Fokken op hoornloosheid maakt een opmars, steeds vaker wordt gekozen voor een hoornloze stier in plaats van een gehoornde stier. De voornaamste reden om een hoornloze stier te gebruiken is om kalveren niet meer te hoeven onthoornen. Maar wat is het effect van hoornloosheid op productie- en gezondheidskenmerken?
Hoe werkt fokken op hoornloosheid
Hoornloosheid is een dominante eigenschap, wat betekent dat een nakomeling hoornloos is als de stier één allel heeft voor hoornloosheid. Daarom kunnen zowel heterozygoot als homozygoot hoornloze stieren worden ingezet om hoornloze nakomelingen te fokken. Homozygote stieren hebben twee allelen die staan voor hoornloosheid, vaak aangeduid met PP. Nakomelingen krijgen dan altijd het allel voor hoornloosheid en zijn daarmee allemaal hoornloos.
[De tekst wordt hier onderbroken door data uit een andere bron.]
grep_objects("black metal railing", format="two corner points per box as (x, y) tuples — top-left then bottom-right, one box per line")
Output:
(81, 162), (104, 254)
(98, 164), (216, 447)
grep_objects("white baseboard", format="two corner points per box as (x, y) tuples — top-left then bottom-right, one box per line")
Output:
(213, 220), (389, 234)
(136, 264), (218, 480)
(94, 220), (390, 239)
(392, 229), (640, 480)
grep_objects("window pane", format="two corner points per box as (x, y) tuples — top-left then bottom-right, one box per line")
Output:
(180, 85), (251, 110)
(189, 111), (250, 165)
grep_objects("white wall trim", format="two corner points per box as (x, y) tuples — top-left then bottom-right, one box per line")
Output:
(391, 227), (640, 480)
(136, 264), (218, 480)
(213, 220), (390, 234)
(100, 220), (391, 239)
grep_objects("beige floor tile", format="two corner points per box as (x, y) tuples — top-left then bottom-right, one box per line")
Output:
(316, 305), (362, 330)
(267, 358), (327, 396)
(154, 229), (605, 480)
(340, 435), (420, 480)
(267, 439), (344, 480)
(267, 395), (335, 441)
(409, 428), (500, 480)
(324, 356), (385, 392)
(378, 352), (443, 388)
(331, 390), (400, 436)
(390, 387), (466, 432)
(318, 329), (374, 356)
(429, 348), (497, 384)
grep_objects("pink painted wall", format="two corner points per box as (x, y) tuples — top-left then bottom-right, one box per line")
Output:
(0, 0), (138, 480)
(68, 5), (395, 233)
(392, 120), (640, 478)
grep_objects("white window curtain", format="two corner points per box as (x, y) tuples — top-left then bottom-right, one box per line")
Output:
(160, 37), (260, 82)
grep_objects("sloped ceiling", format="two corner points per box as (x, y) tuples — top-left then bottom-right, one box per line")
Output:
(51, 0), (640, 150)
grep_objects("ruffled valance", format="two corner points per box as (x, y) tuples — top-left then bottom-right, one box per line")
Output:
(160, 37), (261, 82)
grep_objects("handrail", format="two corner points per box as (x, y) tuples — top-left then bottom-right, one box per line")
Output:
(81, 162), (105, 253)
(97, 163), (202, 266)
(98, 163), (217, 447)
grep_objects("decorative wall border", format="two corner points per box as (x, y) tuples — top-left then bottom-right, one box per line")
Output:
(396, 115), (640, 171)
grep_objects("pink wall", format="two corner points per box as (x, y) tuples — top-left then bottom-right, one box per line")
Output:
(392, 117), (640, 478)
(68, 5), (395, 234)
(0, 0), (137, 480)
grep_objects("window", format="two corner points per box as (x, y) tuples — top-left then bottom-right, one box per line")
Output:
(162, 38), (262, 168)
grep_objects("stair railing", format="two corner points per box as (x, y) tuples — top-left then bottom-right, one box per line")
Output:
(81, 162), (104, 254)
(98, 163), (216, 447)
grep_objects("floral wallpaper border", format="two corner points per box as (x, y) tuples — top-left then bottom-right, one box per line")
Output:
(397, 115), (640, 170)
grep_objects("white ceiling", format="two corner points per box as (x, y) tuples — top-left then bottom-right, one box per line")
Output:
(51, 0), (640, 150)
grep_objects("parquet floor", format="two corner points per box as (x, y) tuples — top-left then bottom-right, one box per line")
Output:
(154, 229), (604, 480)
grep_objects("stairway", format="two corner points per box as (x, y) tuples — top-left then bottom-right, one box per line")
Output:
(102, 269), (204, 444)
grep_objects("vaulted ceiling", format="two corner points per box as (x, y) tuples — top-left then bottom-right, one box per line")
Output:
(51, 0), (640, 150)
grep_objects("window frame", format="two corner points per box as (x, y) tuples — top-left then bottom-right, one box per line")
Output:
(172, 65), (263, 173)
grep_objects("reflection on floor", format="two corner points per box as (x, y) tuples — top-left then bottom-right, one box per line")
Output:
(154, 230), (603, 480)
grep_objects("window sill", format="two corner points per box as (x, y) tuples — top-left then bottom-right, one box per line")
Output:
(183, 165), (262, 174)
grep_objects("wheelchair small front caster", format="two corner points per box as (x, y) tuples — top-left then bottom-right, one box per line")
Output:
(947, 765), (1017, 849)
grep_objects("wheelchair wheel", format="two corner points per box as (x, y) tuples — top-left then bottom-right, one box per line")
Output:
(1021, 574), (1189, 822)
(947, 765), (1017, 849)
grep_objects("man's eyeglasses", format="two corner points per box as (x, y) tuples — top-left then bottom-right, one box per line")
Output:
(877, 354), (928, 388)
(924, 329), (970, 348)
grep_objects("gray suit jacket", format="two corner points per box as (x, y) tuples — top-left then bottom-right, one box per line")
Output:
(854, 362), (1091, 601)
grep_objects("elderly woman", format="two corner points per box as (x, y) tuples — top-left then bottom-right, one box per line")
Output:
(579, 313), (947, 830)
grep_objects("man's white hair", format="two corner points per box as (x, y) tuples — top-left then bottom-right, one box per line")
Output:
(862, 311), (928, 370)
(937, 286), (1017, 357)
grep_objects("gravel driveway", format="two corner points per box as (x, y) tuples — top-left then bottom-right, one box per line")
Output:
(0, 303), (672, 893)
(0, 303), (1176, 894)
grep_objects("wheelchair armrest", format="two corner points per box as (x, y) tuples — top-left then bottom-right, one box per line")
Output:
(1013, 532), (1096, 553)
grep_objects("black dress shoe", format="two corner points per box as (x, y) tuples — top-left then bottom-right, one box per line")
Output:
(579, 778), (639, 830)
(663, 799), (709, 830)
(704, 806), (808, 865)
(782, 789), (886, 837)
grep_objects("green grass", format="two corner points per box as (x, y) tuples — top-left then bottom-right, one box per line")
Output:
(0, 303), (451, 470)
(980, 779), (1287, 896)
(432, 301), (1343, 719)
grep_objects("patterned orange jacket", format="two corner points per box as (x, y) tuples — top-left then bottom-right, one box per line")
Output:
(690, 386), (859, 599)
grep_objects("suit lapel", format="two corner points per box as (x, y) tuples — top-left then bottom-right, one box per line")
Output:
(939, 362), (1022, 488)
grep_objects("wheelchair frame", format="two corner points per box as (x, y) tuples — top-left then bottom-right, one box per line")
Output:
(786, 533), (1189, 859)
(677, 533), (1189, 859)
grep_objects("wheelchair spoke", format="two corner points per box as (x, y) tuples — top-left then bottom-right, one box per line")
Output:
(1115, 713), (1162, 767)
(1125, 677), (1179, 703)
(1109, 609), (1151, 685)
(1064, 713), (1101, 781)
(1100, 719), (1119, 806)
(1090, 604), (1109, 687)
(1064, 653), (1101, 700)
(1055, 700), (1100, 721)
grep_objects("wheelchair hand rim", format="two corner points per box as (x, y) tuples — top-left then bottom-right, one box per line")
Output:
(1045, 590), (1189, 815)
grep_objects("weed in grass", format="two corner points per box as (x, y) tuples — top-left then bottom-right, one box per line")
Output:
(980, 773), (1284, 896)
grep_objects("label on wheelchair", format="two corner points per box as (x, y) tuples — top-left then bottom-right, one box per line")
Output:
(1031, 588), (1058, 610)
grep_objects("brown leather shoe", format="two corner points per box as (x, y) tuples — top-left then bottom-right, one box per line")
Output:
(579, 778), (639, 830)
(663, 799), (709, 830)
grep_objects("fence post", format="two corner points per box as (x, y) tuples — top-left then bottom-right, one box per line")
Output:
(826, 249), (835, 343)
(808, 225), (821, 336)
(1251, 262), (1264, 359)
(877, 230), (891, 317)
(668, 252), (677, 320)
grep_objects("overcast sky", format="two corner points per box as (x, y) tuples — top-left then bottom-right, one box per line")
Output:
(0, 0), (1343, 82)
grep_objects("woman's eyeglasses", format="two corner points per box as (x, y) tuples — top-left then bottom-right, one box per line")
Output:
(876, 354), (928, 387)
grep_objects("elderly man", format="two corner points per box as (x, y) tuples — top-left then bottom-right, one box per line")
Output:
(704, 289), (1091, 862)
Heterozygote stieren hebben daarentegen één allel dat staat voor hoornloosheid en één allel dat staat voor hoorns, vaak aangeduid met Pp of kortweg P. Als het allel voor hoornloosheid (P) doorgegeven wordt, is de nakomeling altijd hoornloos. Als het allel voor hoorns (p) doorgegeven wordt, is de nakomeling niet hoornloos, tenzij van moederskant het allel voor hoornloosheid doorgegeven wordt.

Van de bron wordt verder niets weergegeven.